Historical data consistently show, Simon argues persuasively, that economic forces have always (barring excessive governmental interference) kept the wolf farther and farther away from the door. In anticipation of impending scarcities, people have always developed new ideas capable of reaping profits from the inevitable shifts in the economy, providing the services and products to which society has become accustomed. Not even the most strident opponents of growth have presented systematic evidence (other than isolated anecdotes) that these social and economic forces of progress have ceased or been superseded by economic or technical factors that would prevent further progress.
The conclusion is that we can expect continued economic growth far into the future. This puts the current emphasis on conserving resources into an unusual light: "Because we can expect future generations to be richer than we are, no matter what we do about resources, asking us to refrain from using resources now so that future generations can have them later is like asking the poor to make gifts to the rich."
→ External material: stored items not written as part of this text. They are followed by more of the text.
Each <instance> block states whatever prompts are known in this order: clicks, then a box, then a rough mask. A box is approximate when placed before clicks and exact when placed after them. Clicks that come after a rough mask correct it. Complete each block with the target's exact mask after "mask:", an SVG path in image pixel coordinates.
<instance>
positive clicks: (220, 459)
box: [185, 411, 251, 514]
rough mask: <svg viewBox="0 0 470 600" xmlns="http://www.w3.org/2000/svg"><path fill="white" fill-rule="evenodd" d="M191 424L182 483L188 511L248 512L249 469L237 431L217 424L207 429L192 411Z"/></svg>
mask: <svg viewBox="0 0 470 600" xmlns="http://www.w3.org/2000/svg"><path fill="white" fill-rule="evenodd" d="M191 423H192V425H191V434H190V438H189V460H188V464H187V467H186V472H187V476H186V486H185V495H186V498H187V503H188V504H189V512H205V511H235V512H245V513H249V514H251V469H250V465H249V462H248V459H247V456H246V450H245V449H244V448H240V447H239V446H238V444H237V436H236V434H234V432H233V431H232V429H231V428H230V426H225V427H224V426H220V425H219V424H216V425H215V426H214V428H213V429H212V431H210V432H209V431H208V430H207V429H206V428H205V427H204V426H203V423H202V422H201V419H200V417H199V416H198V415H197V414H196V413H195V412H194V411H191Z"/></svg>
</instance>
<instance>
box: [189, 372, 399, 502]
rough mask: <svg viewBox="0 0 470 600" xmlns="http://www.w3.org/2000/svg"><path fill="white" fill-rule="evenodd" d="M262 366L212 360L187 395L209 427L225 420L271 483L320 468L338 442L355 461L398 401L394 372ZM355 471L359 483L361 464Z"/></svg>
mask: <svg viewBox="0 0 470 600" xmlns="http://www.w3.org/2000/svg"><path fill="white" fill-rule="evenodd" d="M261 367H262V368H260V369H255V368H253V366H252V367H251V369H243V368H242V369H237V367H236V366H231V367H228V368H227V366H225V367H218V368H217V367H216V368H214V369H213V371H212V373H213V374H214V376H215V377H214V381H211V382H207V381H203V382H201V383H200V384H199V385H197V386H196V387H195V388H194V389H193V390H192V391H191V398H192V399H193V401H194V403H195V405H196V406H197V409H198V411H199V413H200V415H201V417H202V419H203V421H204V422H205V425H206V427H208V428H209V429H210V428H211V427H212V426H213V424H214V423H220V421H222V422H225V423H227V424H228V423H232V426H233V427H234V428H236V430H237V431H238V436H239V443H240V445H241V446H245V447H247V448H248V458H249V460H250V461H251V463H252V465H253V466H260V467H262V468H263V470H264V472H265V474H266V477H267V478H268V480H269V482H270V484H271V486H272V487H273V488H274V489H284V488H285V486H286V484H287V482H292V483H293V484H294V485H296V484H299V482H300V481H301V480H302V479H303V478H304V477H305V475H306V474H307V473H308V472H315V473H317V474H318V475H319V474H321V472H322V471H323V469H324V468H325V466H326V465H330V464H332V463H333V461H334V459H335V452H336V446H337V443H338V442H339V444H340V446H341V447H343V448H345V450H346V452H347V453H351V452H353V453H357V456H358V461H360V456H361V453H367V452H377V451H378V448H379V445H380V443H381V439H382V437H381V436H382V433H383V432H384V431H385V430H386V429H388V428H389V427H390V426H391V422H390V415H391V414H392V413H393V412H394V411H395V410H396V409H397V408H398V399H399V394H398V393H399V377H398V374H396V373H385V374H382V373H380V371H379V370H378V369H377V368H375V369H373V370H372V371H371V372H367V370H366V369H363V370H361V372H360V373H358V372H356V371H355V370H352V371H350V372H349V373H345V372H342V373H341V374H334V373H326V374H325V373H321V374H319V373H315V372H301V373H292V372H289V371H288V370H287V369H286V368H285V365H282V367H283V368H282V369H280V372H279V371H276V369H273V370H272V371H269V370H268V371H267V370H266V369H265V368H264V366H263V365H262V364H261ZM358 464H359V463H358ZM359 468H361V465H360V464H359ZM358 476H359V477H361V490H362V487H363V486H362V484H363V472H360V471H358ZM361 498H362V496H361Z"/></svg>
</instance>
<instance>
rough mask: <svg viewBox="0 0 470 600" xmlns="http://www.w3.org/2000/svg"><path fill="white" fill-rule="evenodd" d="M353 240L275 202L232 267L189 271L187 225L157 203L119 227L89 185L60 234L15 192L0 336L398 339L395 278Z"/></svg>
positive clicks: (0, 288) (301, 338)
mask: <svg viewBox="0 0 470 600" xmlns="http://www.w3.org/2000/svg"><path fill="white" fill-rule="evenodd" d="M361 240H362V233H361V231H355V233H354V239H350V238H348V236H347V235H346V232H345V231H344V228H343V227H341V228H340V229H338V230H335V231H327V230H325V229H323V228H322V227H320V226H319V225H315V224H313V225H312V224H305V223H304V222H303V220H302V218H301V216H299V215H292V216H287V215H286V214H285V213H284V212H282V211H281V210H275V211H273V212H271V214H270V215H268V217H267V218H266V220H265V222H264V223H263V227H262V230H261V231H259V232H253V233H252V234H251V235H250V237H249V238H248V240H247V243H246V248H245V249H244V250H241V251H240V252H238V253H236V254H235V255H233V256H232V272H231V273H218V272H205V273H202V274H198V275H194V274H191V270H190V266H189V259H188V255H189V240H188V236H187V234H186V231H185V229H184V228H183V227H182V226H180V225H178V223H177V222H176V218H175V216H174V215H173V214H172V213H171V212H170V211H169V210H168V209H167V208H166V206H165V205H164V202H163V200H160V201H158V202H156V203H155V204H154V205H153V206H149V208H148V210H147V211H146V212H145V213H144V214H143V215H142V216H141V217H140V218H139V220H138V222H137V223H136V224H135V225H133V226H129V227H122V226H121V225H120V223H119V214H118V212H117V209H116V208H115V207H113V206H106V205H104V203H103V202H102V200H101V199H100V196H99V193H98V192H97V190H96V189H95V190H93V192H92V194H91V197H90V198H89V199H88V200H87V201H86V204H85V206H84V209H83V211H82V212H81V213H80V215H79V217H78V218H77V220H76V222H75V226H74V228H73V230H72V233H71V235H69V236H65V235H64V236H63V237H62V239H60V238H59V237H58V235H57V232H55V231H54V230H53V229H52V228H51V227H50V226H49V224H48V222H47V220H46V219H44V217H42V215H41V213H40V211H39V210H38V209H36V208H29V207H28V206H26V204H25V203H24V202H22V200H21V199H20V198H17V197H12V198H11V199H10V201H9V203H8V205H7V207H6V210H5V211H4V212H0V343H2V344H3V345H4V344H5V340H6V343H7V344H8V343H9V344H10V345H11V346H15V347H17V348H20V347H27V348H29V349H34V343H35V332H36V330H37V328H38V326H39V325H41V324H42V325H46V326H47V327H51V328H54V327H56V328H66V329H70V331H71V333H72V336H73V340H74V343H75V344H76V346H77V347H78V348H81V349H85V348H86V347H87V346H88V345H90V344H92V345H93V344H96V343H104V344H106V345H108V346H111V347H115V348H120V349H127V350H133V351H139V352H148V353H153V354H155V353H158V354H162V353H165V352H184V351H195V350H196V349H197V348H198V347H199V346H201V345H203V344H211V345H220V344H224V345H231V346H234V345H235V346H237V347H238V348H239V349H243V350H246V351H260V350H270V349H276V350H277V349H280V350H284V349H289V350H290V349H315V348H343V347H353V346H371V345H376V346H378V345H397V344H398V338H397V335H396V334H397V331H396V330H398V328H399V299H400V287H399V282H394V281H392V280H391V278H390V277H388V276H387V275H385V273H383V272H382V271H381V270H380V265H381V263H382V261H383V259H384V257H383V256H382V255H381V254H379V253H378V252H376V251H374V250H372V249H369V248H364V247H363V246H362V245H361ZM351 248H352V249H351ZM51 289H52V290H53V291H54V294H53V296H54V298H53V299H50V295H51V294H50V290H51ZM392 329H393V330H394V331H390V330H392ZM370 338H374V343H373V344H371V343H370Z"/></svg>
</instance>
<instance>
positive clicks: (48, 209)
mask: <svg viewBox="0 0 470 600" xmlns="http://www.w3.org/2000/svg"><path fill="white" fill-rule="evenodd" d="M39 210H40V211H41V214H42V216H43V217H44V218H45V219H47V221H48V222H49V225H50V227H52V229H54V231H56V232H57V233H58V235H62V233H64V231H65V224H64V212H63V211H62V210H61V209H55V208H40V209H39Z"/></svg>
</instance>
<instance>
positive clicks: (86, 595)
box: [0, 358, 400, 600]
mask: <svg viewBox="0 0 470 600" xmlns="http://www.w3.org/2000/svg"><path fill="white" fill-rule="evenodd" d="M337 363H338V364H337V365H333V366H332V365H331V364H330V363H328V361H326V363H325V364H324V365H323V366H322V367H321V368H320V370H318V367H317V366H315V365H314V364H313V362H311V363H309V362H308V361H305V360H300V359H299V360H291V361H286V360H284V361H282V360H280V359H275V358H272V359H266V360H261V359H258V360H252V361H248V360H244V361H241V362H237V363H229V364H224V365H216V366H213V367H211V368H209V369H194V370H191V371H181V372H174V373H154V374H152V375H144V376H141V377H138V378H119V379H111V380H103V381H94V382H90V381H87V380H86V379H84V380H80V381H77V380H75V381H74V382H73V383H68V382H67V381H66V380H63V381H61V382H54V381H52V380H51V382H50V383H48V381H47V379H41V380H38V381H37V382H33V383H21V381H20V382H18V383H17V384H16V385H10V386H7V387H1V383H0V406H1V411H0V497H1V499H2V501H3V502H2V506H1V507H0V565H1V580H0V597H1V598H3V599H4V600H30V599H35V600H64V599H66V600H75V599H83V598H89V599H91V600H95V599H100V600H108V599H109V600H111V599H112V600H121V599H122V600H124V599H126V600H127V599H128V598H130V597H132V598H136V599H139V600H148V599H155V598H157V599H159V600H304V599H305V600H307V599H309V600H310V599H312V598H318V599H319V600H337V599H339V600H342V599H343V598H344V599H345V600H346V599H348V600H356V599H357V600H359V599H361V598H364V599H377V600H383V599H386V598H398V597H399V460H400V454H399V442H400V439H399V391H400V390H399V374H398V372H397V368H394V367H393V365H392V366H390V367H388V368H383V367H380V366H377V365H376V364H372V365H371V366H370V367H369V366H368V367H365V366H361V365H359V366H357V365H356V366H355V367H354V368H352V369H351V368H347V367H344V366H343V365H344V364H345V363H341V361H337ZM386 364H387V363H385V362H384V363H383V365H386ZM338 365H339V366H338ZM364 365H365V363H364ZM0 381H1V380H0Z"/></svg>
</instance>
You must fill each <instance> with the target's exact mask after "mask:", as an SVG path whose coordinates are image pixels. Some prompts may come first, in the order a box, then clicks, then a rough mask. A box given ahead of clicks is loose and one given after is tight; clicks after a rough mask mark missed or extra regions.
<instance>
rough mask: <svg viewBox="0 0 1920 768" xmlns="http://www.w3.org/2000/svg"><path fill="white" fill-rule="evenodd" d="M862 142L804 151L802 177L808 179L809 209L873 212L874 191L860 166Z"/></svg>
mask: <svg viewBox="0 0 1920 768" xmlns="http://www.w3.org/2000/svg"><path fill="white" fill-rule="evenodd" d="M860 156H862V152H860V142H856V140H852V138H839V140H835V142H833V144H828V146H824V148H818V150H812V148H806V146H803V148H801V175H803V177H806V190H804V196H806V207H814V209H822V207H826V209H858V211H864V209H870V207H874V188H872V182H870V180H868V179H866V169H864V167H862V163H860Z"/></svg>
The bottom line in the debate between the neo-Malthusian school and more optimistic schools of thought is a matter of personal values. Simon describes his personal shift in views on these issues in his introduction:
Ironically, when I began to work on population studies, I assumed that the accepted view was sound. I aimed to help the world contain its "exploding" population.…One spring day about 1969 I visited the [State Department's Agency for International Development] to discuss a project to lower fertility in less-developed countries. I arrived early for my appointment, so I strolled outside in the warm sunshine. Below the building's plaza I noticed a sign that said "Iwo Jima Highway." I remembered reading about a eulogy delivered by a Jewish chaplain over the dead on the battlefield at Iwo Jima, saying something like, "How many who would have been a Mozart or a Michelangelo or an Einstein have we buried here?" And then I thought, Have I gone crazy? What business do I have trying to help arrange it that fewer human beings will be born, each of whom might be a Mozart or a Michelangelo or an Einstein—or simply a joy to his or her family and community, and a person who will enjoy life?
The longer I read the literature about population, the more baffled and distressed I become that one idea is omitted: Enabling a potential human being to come into life and to enjoy life is a good thing, just as enabling a living person's life not to be ended is a good thing. Of course, a death is not the same as an averted life, in part because others feel differently about the two. Yet I find no logic implicit in the thinking of those who are horrified at the starvation of a comparatively few people in a faraway country…but who are positively gleeful with the thought that 1 million or 10 million times that many lives will never be lived that might be lived.
The book concludes on a realistic and positive note: "Is a rosy future guaranteed? Of course not. There will always be temporary shortages and resource problems where there are strife, political blunderings, and natural calamities—that is, wherever there are people.…The main fuel to speed our progress is our stock of knowledge, and the brake is our lack of imagination. The ultimate resource is people—skilled, spirited, and hopeful people who will exert their wills and imaginations for their own benefit, and so, inevitably, for the benefit of us all."
J. Peter Vajk, the author of Doomsday Has Been Cancelled, is a physicist and futurist specializing in the prospects of space industrialization for improving the human condition.